Well, I shouldn’t say without any issue. It runs at less than 1 frame per second and water isn’t rendering correctly. There’s still no sound and no input, no Steam integration and it lacks the ability to resize the window and shut down. But I’m getting there. It’s good progress.

Working on Mac and doing this port has been a good experience. This week I hope to head back and spend time on the current Beta version a bit to work out some issues, then get back to the Mac version.

In the mean time here’s some thoughts on working on Mac. I’ve been using Windows exclusively (except for console programming) for a long time, and OSX is a new system to me, so don’t be offended if I’m getting things wrong. :)

Using a Mac

I don’t know anything about OSX. When I started I could open the web browser, and that’s about it. I stumbled with the user interface for a bit, couldn’t figure out how an ‘All Files’ category was useful when browsing finder windows, but then realized I could open a term window and that I was really using a unix-like system with a user interface that wasn’t X Windows. Good deal, I can do that.

So after that, file organization and using the machine was easy, and I was comfortably editing files using vi. Apparently my vi command muscle memory hasn’t totally faded.

Development Environment: Xcode

Xcode isn’t too bad. It was fairly intuitive to bring the Banished source into it, setup the required compiler settings and get to work. I mostly turned off it’s auto formatting since it does things that don’t go with my code style, and the intellesense is a bit overdone, but overall it’s an IDE that gets the job done.

Languages: Objective-C

When I look at Objective-C and the general Cocoa libraries, I feel like I’m looking at a foreign language I haven’t used in 20 years.

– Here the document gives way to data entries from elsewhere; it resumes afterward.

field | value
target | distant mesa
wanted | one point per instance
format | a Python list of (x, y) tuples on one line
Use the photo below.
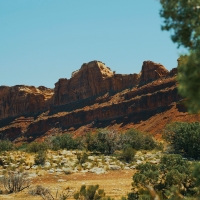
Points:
[(95, 97)]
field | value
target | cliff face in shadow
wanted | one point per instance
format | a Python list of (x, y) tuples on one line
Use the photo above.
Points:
[(94, 96)]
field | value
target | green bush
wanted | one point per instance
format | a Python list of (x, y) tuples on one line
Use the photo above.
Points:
[(82, 157), (6, 145), (138, 140), (128, 154), (92, 192), (104, 141), (184, 137), (172, 172), (64, 141), (35, 147), (40, 158)]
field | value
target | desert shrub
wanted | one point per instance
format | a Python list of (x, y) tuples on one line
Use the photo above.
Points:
[(184, 137), (172, 172), (36, 147), (22, 147), (128, 154), (92, 192), (40, 190), (82, 157), (64, 141), (15, 182), (104, 141), (138, 140), (45, 193), (40, 158), (6, 145)]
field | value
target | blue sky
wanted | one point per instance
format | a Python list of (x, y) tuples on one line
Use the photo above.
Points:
[(44, 40)]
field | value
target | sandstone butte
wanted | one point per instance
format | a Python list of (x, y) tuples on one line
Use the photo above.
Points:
[(94, 97)]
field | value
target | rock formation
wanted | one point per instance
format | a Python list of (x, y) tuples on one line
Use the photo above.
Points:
[(23, 100), (94, 96)]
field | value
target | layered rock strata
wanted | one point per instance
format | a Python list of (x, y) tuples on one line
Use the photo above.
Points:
[(94, 96)]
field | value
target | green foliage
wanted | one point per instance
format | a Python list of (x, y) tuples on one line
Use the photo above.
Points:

I bought a book on it to help out. I mostly get it, but I just feel like I’m missing a fundamental knowledge base. Luckily there’s not that much of it I have to write or use before it jumps straight into the C++ code that’s common to all platforms.

I just need to spend more time with it. And read the book.

Code portability

I had the best intentions of writing my game engine using portable C++. I didn’t do anything crazy with the language, and any platform specific chuncks were tucked away in their own files to be replaced per platform.

While that was a good start, I don’t think it’s possible to actually write cross platform code until you’re compiling the code with multiple compilers. Even before I could get to writing the OSX specifics, I had many errors and warnings that clang presented that the Microsoft compiler just overlooked.

Most of these had to do with templates that expected the code inside them not to be compiled until they were instantiated. The Microsoft compiler has that behavior, while clang does not. There’s command line flags for a compatibility mode, but I’d rather just fix the issues so that other compilers won’t treat the errors the same way.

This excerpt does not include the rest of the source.